Windows 2008 is a popular platform for 3000 sites making a move off the platform. Less popular? Finding an intuitive way to do job and process scripts for Windows. But existing 3000 tools providers keep cooking up new tools to replace those well-polished MPE scripts, once a customer gets ready for a Windows migration. Or they've expanded old tools into new territory.

Windows scripts might not seem easy. Reports from customers making transitions show that the MPE/iX batch and job-stream functions have been duplicated using a wide array of solutions. It's not unusual to see such job control replacements require some customized coding of scripts. MB Foster's going to show off a tool to simplify this MPE-to-Windows migration challenge, tomorrow (May 30) at 11AM Pacific/2 PM Eastern Time.

The software is UDAXpress, a tool that's grown up from its origins as a system data extractor. Migrations which still haven't been started could easily have advanced MPE scripts to be migrated. The Do It Yourself manager of IT is the kind of person who's got scripts to automate the daily, weekly or monthly processes. Taking a DIY approach to a migration might benefit from a tool to bridge the MPE to Windows gap.

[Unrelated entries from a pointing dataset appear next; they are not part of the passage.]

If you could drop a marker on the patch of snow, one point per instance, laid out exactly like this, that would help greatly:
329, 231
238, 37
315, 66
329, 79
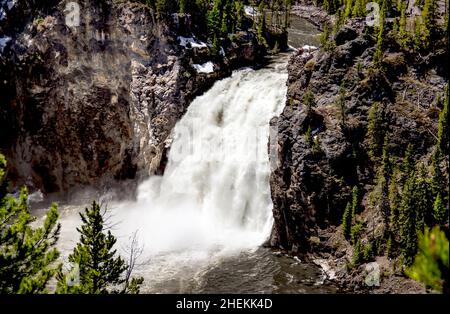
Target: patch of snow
194, 44
36, 197
309, 48
249, 10
326, 268
10, 4
207, 67
3, 42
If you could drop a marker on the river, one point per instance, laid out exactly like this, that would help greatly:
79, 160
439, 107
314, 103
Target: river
201, 225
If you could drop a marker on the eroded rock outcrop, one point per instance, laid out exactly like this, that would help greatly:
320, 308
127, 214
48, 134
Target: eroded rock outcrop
92, 103
313, 183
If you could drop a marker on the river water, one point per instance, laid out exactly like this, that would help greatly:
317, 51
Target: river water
201, 225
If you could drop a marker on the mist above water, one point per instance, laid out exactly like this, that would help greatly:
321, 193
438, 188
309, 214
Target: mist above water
213, 200
215, 192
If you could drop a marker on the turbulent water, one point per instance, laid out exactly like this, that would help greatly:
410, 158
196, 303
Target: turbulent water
201, 225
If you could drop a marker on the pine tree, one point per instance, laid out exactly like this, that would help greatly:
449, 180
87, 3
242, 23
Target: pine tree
407, 222
357, 253
342, 106
308, 136
403, 33
100, 269
359, 10
347, 221
355, 198
324, 37
443, 130
440, 211
431, 265
309, 101
374, 131
384, 174
378, 55
394, 201
348, 9
27, 254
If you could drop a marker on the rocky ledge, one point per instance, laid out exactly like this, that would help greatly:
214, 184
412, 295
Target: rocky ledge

The demo of key features in UDAXpress is being handled by Raymond Bilodeau of MB Foster's Professional Services program as well as the company's CEO Birket Foster. Clever and seasoned system managers have scripts that make the 3000 self-reliant. Our columnist Scott Hirsh believed that anything you'd do often ought to be automated.

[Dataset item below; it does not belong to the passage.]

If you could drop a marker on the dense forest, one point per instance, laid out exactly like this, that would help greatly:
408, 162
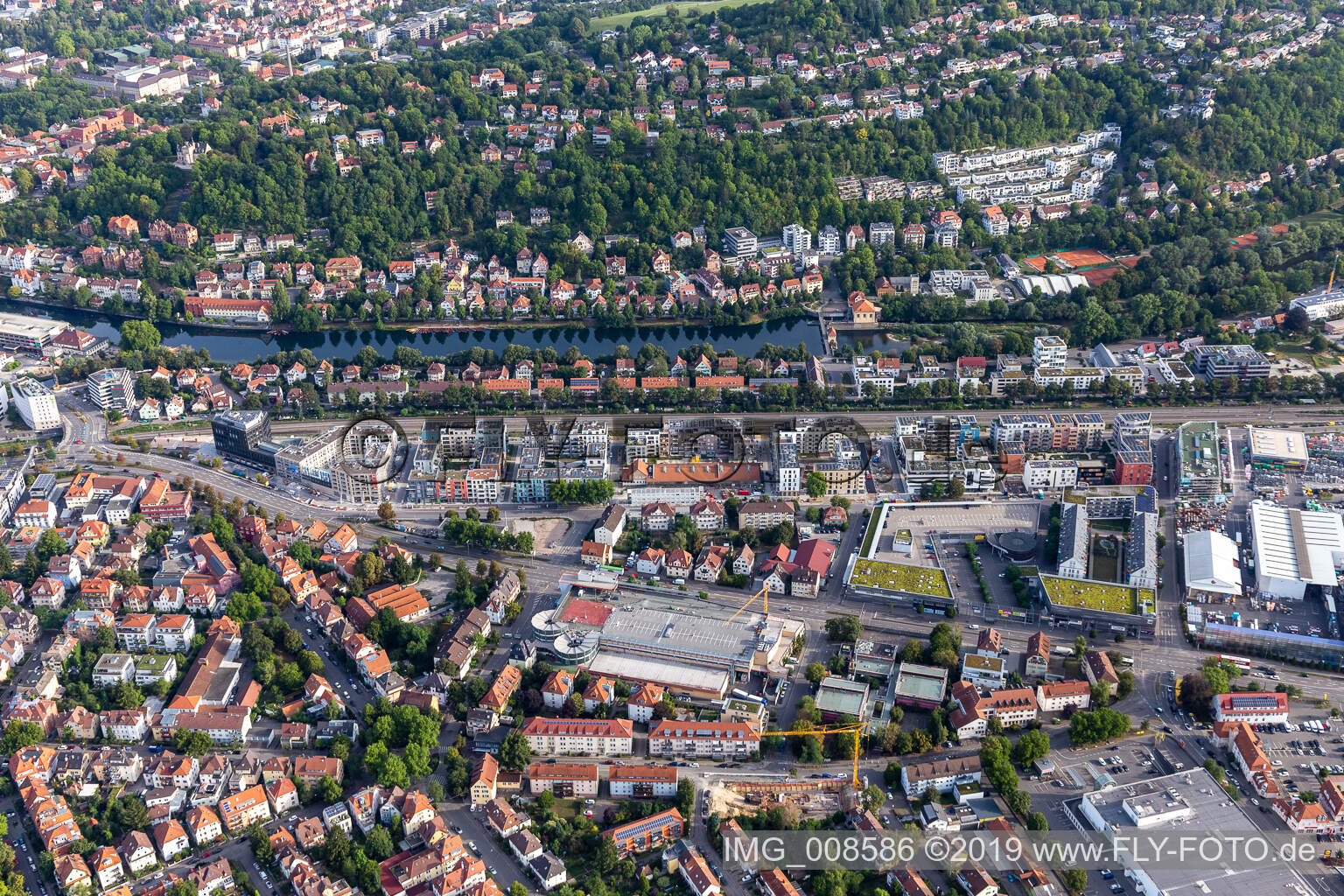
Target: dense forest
257, 178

System admin tasks are naturals for scripts, according to the former chair of the SIGSYSMAN special interest group. "If you can script it or put it in a job, you should," Hirsh said. "And then you should schedule it. You should not be doing this stuff by hand. If you can automate a task you should, however you do that. You should manage by exception to cut your workload down."

MB Foster calls UDAXpress a tool "for power users, system administrators, developers and programmers who want to leverage the power of scripting, and perform both minor and complex tasks. Once you learn the basics, you'll see they’re not all that difficult to operate, and there is practically no limit as to what you can use it for."